Или заглушает его свист несносных пуль, обеспощадивший сердце мира — всей земли?
Один слышу гик —
Ты горишь — запылала Русь! — головни летят. А до века было так: было уверено — стоишь и стоять тебе, широкая и раздольная, неколебимою во всей нужде, во всех страстях.
И покрой твое тело короста шелудивая, ветер сдует с тебя и коросту шелудивую, вновь светла, еще светлей, вновь радостна, еще радостней восстанешь над своими лесами, над ковылевой степью, взбульливою.
Так пошло, так думали, такая крепла вера в тебя. Человекоборцы безбожные, на земле мечтающие создать земной рай, жены и мужи, праведные в своей любви к человечеству, вожди народные, только счастья ему желавшие, вы, делая свое дело, сея вражду, вы по кусочкам вырывали веру, не заметили, что с верою гибла сама русская жизнь.

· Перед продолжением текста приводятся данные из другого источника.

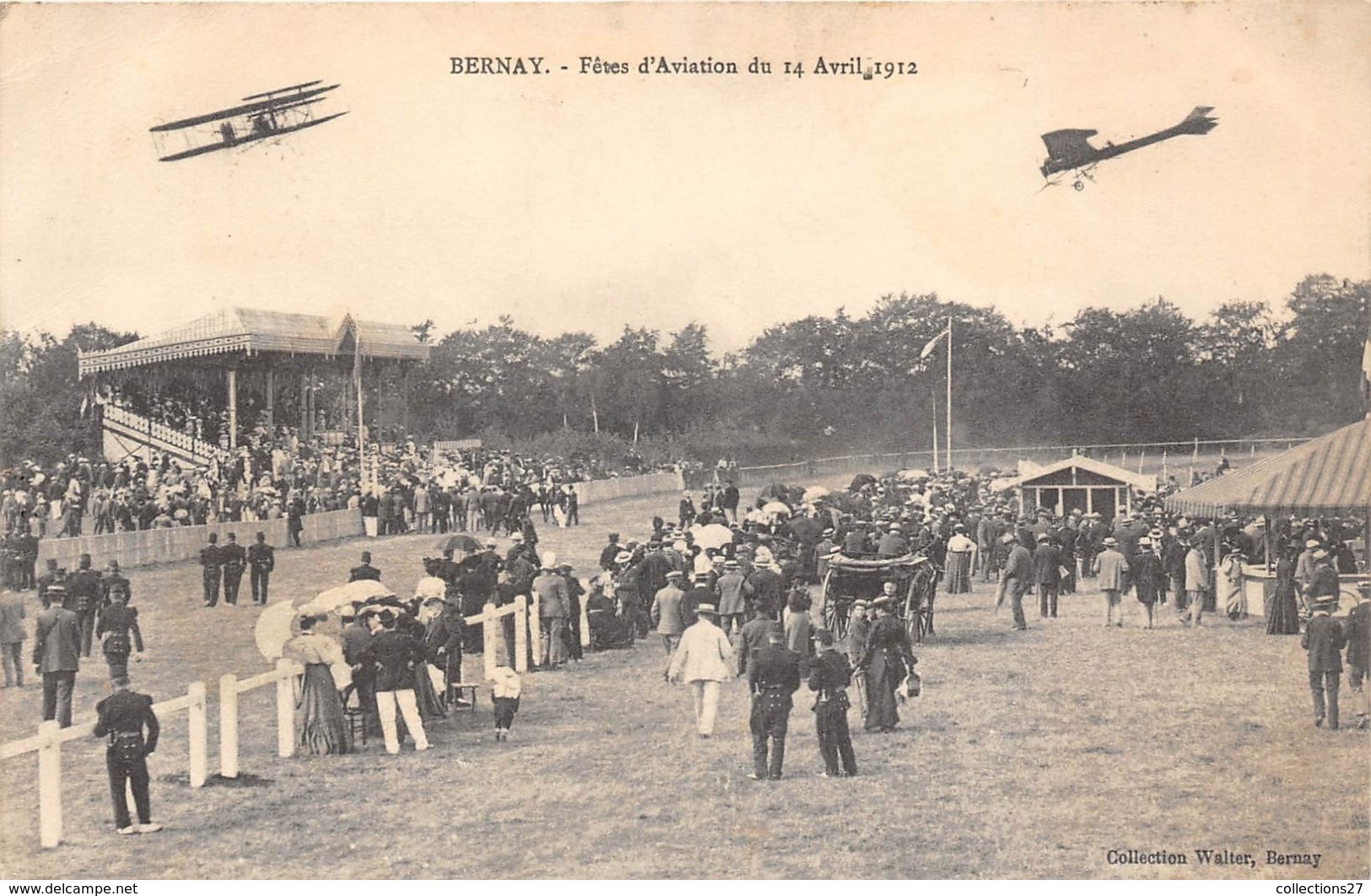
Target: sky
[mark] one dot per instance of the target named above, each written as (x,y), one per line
(588,202)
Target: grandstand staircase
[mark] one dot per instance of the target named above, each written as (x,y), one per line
(125,433)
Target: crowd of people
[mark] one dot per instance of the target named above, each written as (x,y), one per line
(727,591)
(273,476)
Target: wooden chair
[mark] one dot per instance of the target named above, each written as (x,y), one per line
(354,714)
(458,689)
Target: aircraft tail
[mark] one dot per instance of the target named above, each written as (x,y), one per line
(1199,121)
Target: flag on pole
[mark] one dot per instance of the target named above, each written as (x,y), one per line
(1366,370)
(931,344)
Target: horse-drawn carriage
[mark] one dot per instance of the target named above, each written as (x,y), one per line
(849,579)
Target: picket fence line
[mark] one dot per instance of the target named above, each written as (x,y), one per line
(48,742)
(1169,455)
(629,487)
(184,542)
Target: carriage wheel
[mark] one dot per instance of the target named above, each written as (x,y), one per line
(930,592)
(837,617)
(914,612)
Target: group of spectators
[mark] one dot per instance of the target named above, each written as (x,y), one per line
(276,476)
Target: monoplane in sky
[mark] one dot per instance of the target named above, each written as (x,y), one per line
(261,116)
(1070,151)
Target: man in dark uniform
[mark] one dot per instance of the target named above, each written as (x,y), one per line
(213,562)
(772,677)
(1323,637)
(124,715)
(829,677)
(57,652)
(52,577)
(609,553)
(365,570)
(28,559)
(84,599)
(114,584)
(261,560)
(235,559)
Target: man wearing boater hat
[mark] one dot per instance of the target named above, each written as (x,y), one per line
(1325,639)
(704,659)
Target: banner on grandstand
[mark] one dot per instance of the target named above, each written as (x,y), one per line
(456,444)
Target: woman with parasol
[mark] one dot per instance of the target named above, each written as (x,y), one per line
(320,725)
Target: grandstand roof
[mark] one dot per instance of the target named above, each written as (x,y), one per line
(252,331)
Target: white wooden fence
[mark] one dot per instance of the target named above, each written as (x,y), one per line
(48,742)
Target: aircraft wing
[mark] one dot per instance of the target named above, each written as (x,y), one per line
(240,110)
(1066,145)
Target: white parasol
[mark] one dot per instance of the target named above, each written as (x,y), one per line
(274,628)
(713,536)
(353,592)
(429,586)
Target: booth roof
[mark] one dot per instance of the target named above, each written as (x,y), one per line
(1326,477)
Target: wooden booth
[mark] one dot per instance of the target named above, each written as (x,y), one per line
(1078,483)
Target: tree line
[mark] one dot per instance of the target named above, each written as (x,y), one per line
(833,382)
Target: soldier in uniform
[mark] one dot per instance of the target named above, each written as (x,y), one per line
(1325,639)
(365,570)
(84,599)
(234,559)
(772,677)
(10,553)
(262,560)
(114,584)
(124,715)
(213,562)
(829,677)
(52,577)
(28,559)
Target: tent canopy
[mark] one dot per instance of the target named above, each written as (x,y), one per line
(1326,477)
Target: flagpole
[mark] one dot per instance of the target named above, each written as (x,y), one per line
(934,397)
(947,454)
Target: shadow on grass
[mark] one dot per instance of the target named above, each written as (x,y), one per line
(219,780)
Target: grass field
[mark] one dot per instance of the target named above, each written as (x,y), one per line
(1030,755)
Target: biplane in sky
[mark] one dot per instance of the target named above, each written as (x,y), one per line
(261,116)
(1070,151)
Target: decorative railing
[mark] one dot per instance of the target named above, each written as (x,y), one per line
(160,436)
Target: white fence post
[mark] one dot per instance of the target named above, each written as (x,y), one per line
(488,630)
(535,629)
(229,726)
(284,709)
(50,784)
(521,634)
(199,735)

Ныне в сердцевине подточилась Русь.
Вожди слепые, что вы наделали?
Кровь, пролитая на братских полях, обеспощадила сердце человеческое, а вы душу вынули.
И вот слышу гик —
Русь моя, ты горишь!
Русь моя, ты упала, не поднять тебя, не подымешься!
Русь моя, русская земля, родина, обеспощаженная кровью братских полей, подожжена — горишь!
*
О моя обреченная родина, пошатнулась ты, неколебимая, и твоя царская багряница упала с твоих плеч.
За какой грех или за какую смертную вину?
За то ли, что свою клятву сломала, как гнилую трость, и потеряла последнюю веру, или за кровь, пролитую на братских полях, или за кривду — открытое сердце не раз на крик кричало на всю Русь: «нет правды на русской земле!» — или за исконное безумное свое молчание?
Ты и ныне, униженная, когда пинают и глумятся над твоей святыней, ты и ныне безгласна.
Безумное молчание твоих верных сынов вопиет к Богу, как смертный грех.
О, моя поверженная родина, ты руки простираешь — —
Или тебя посетил гнев Божий — Бог послал на тебя свой меч?
О, моя бессчастная родина, твоя беда, твое разорение, твоя гибель — Божье посещение. Смирись до последнего конца, прими беду — не беду, милость Божию, и страсти очистят тебя, обелят твою душу.
О, моя горемычная родина, мать моя — униженная!
Припадаю к ранам твоим, к горящему лбу, к запекшимся устам, к сердцу, надрывающемуся от обиды и горечи, к глазам твоим иссеченным — —
Я не раз отрекался от тебя в те былые дни, грозным словом Грозного в отчаянии задохнувшегося сердца моего проклинал тебя за крамолу и твою неправду.
«Я не русский, нет правды на русской земле!» Но теперь — нет, я не оставлю тебя и в грехе твоем, и в беде твоей, вольную и полоненную, свободную и связанную, святую и грешную, светлую и темную.
И мне ли оставить тебя, — я русский, сын русского, я из самых недр твоих.
На твои молчаливые звезды я смотрел из колыбели своей, слушал шум лесов твоих, тосковал с тобой под завывание снежных бурь, я летал с твоей воздушной нечистью по диким горам твоим, по гоголевским необозримым степям.
Как же мне покинуть тебя?
Я нес тебе драгоценные уборы, чтобы стала ты светлее и радостней. Из твоих же самоцветных камней, из жемчугов — слов твоих, я низал белую рясну на твою нежную грудь.
О, родина моя, наделенная жестокой милостью ради чистоты твоего сердца, поверженная лежишь ты на зеленой мураве, вижу тебя, в гари пожаров под пулями, и косы твои по земле рассыпались. Я затеплю лампаду моей страдной веры, буду долгими ночами трудными слушать твой голос, сокровенная Русь моя, твой ропот, твой стон, твои жалобы.
Ты и поверженная, искупающая грех, навсегда со мной останешься в моем сердце.
Ты канешь на дно светлая. О, родина моя обреченная: Богом покаранная — Богом посещенная!
Сотрут твое имя, сгинешь, и стояла ты или не было, кто вспомянет? Я душу сохраню мою русскую с верой в твою страдную правду, сокрою в сердце своем, сокрою память о тебе, пока слово мое — речь твоя будут жить на трудной крестной земле, замолкающей без подвига, без жертвы, в беспесеньи.